Earlier this week, we noted GOP Presidential candidate Ted Cruz’s shift from supporting a path to legal status during the 2013 immigration debate, to a far-right approach nearly identical to Mitt Romney’s “self-deportation” plan now that he’s entered the 2016 election.
Cruz’s effort has mainly been to get to the right of his fellow Republican opponent Marco Rubio on immigration — the two have been at it for weeks over the issue — without quite landing in Donald Trump’s dystopian vision of mass deportation for millions of immigrants and their families.
But during a Tuesday interview with a right-wing radio host, Cruz said he’d not only replicate Trump’s massive border wall vision with the assistance of Congress’s most extreme immigration hardliners — Iowa’s Rep. Steve King and Alabama’s Sen. Jeff Sessions — he’d bring Trump in to build the thing, too.
Coincidentally (or not), King, who fancies himself the king-maker of the Iowa GOP caucus, just endorsed Cruz for President.
Would Cruz build a wall, and bring Trump into his administration to build it? “Absolutely yes, on both fronts,” Cruz said, before going on to list the specific provisions of his own plan for massive investments in border security and restricting immigrants’ movements.
“I drafted that plan working in close consultation with Senator Jeff Sessions [R-AL] and with Congressman Steve King [R-IA], two of the strongest advocates and warriors for securing the border.
The plan lays out we will build a wall that works, we will secure the border, we will triple the Border Patrol, we will increase four-fold the fixed-wing and rotary-wing aircraft, we’ll put in place a strong biometric exit-entry system on visas, we’ll put in place strong e-verify,” Cruz said.
“We know how to solve this problem, and we will end sanctuary cities, we will end welfare for people here illegally, we will end catch-and-release, and we will deport criminal illegal aliens.”
Back in May of this year, Cruz dared to call himself a “proponent of immigration reform” during a meeting with the Hispanic Chamber of Commerce. But, Cruz seeking the assistance of Sessions and King places him with the most extreme of the extreme. When it comes to Sessions, he hasn’t been just an opponent of legalizing undocumented immigrants — he’s been an opponent of legal immigration, period.
(America’s Voice detailed Sessions’s anti-immigrant agenda and his long historical ties to nativist hate groups here).
And from comparing immigrants to dogs to physically manhandling a nationally-known immigration advocate, no one has been more vile than Iowa’s Steve King. It was King who wrestled controlled of the immigration debate in the House from then-Speaker John Boehner and forced several floor votes to put DREAMers and their families at risk of deportation (only time will tell if King will do the same under current Speaker Paul Ryan).

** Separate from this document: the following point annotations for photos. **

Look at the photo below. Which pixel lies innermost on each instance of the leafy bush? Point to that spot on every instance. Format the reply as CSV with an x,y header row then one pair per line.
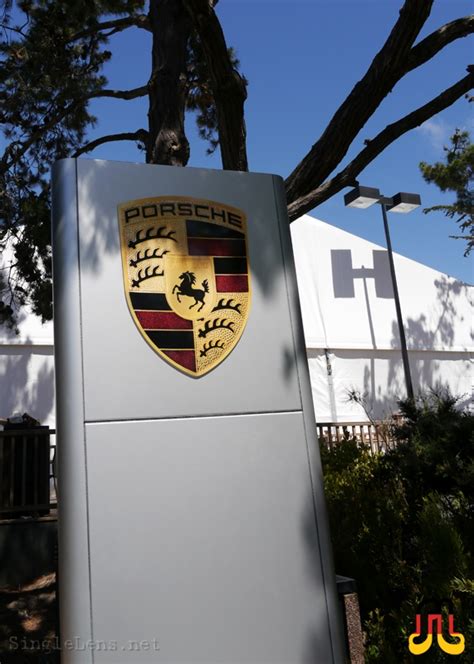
x,y
402,525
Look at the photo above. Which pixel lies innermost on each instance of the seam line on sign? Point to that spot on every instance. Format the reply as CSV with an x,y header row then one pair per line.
x,y
81,335
333,636
195,417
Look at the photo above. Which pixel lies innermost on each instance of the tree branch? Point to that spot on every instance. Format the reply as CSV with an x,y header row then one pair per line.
x,y
392,132
16,150
142,91
116,25
387,68
228,87
437,40
167,87
139,135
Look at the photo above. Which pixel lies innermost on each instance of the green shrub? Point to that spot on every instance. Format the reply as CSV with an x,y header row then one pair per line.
x,y
402,525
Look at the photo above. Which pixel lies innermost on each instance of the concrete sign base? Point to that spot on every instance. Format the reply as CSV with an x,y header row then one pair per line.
x,y
192,521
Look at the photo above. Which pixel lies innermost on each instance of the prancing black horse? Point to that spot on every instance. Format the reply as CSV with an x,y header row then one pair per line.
x,y
188,279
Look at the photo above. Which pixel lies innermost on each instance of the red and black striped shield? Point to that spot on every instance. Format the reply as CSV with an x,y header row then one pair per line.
x,y
186,277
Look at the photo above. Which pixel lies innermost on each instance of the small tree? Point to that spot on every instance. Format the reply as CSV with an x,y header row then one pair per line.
x,y
456,174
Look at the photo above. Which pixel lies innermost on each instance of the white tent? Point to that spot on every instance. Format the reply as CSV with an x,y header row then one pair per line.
x,y
27,369
350,327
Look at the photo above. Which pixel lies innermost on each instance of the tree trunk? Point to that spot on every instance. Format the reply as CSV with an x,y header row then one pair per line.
x,y
171,26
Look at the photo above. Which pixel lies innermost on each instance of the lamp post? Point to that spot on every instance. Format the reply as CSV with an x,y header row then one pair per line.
x,y
402,203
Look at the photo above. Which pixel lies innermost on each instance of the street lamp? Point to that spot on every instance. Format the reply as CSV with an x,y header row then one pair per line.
x,y
402,203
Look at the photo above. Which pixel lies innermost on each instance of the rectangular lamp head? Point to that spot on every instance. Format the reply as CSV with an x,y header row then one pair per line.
x,y
404,203
362,197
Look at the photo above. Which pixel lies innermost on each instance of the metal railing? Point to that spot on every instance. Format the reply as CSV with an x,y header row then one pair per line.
x,y
377,435
27,472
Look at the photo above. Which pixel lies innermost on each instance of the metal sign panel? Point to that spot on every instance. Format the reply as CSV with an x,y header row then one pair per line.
x,y
192,520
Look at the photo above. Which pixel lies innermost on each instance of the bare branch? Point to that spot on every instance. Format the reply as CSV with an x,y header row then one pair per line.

As ThinkProgress notes about Cruz: “The senator has played moderate on the stump when trying to reconcile his positions on immigration with the evangelical Christian values that motivate many otherwise-conservative Americans to oppose Trump-style deportation and border-lockdown plans.”
But, saying he’d take direction from King, Sessions, and Trump is going to make Cruz’s immigration trickery much harder to pull off.